Rombongan perahu kami berhenti di tepi hutan rawa. Dari atas perahu, kami melihat serumpun tanaman kantong semar berwarna hijau dengan sepuhan merah di bagian tepi dan tutupnya. Salah seorang penghulu perahu mengambil sebuah yang memiliki kantong besar. Ia bercerita, bahwa ketika mereka mencari ikan dan kelaparan, para nelayan dari suku Dayak Iban ini akan memakai kantong semar sebagai panci untuk menanak nasi. Caranya, membakar kantong semar yang telah diisi oleh beras dan air sungai secukupnya.

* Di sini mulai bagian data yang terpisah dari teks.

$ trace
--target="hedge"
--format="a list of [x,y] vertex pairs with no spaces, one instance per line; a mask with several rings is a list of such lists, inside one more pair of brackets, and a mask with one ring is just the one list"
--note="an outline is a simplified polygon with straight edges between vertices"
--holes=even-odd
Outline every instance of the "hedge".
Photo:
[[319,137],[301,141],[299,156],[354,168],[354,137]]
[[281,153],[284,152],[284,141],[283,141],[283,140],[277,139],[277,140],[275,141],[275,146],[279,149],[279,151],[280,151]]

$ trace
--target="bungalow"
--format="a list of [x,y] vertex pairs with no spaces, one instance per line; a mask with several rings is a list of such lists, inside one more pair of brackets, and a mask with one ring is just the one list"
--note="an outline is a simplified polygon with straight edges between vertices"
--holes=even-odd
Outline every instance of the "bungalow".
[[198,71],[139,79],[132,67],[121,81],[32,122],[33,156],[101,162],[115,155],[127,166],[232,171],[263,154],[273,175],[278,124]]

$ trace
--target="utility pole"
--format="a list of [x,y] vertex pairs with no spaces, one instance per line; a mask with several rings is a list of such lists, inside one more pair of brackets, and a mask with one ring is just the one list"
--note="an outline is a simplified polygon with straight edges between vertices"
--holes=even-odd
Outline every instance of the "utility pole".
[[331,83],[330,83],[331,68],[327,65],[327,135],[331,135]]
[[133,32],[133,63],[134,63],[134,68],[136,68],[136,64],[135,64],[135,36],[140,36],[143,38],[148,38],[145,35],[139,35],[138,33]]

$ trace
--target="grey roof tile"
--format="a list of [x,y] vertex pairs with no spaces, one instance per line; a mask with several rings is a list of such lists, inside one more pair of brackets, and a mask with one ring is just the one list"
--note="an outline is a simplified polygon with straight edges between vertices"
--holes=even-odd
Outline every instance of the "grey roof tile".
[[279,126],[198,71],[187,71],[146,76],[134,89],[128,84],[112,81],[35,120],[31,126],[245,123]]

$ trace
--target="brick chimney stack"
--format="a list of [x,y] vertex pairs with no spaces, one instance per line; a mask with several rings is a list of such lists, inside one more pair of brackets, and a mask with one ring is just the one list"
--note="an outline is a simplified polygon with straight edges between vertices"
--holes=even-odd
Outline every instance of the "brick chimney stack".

Memang, dari penampilannya,
agak meragukan jika kantong semar ini bisa bertahan oleh jerangan api. Tetapi,
selama keragu-raguan ini tidak terlontar keluar, maka apa yang ditakutkan tidak
akan terjadi. Sebaliknya, jika sampai terucap, maka kantong semar itu akan ikut
terbakar habis. Oleh sebab itu, ritual memasak ini sebaiknya dilakukan dalam
diam. Percaya, tidak percaya, tapi pengalaman telah mengantar mereka pada
kesimpulan ini.
Kalau sedang bosan dan mulut
ingin mengunyah yang segar-segar, maka para nelayan ini akan memetik jambu
hutan. Sepintas buahnya tampak seperti segerombolan bunga kecil-kecil. Namun,
setelah diperhatikan bunga ini sebenarnya adalah buah yang bentuk maupun
rasanya mirip dengan manis asam buah jambu air, hanya ukurannya saja mini. Tak
hanya nelayan yang suka, buah unik ini merupakan kudapan favorit bekantan (Nasalis larvatus) dan orang utan (Pongo pygmaeus).
Bekantan dan orang utan
merupakan bagian dari 147 spesies hewan mamalia yang bisa ditemukan di kawasan
TN Danau Sentarum. Mereka ini hidup berpindah-pindah dengan membangun sarang
sebagai tempat tidur yang dibuat dari tumpukan daun dengan tebal sampai tujuh
lapis. Meski tak berhasil berpapasan dengan salah satunya, seorang nelayan
berhasil menemukan jejak bekas sarang mereka. Menurutnya, setelah mengembara
hingga berminggu-minggu pergi untuk mencari makan atau kawin, hewan soliter ini
akan kembali ke sarangnya.
Perahu kami kembali menyusur kanal-kanal kecil yang terbentuk oleh barisan vegetasi rawa. Meski tak bertemu orang utan, tapi saya dan rombongan berpapasan dengan para penghuni lain, seperti ular belang berbisa yang sedang bergelung malas di cabang pohon yang kami lintasi, biawak, berang-berang, dan burung Enggang yang terbang melintas danau. Bagi suku Dayak, burung Enggang adalah totem yang sangat disakralkan. Mereka percaya bahwa burung ini adalah jelmaan dari roh leluhur yang menjadi pelindung mereka.
Akar tanaman yang lintang
pukang di bawah air terkadang membuat kami harus mematikan mesin perahu agar
baling-baling tidak patah karena tersangkut. Namun, justru di saat-saat seperti
ini lah telinga saya dibuai oleh suara alam. Ada bunyi arus sungai dan suara
percikannya saat beradu dengan dayung, cericit dan lengkingan berbagai jenis
burung atau hewan mamalia, dan desahan daun yang tertiup angin sepoi.
Benar-benar surga!
Bersambung ke... "Mengenal Dayak Iban"
(Artikel ini pernah terbit di Femina edisi 18/2012)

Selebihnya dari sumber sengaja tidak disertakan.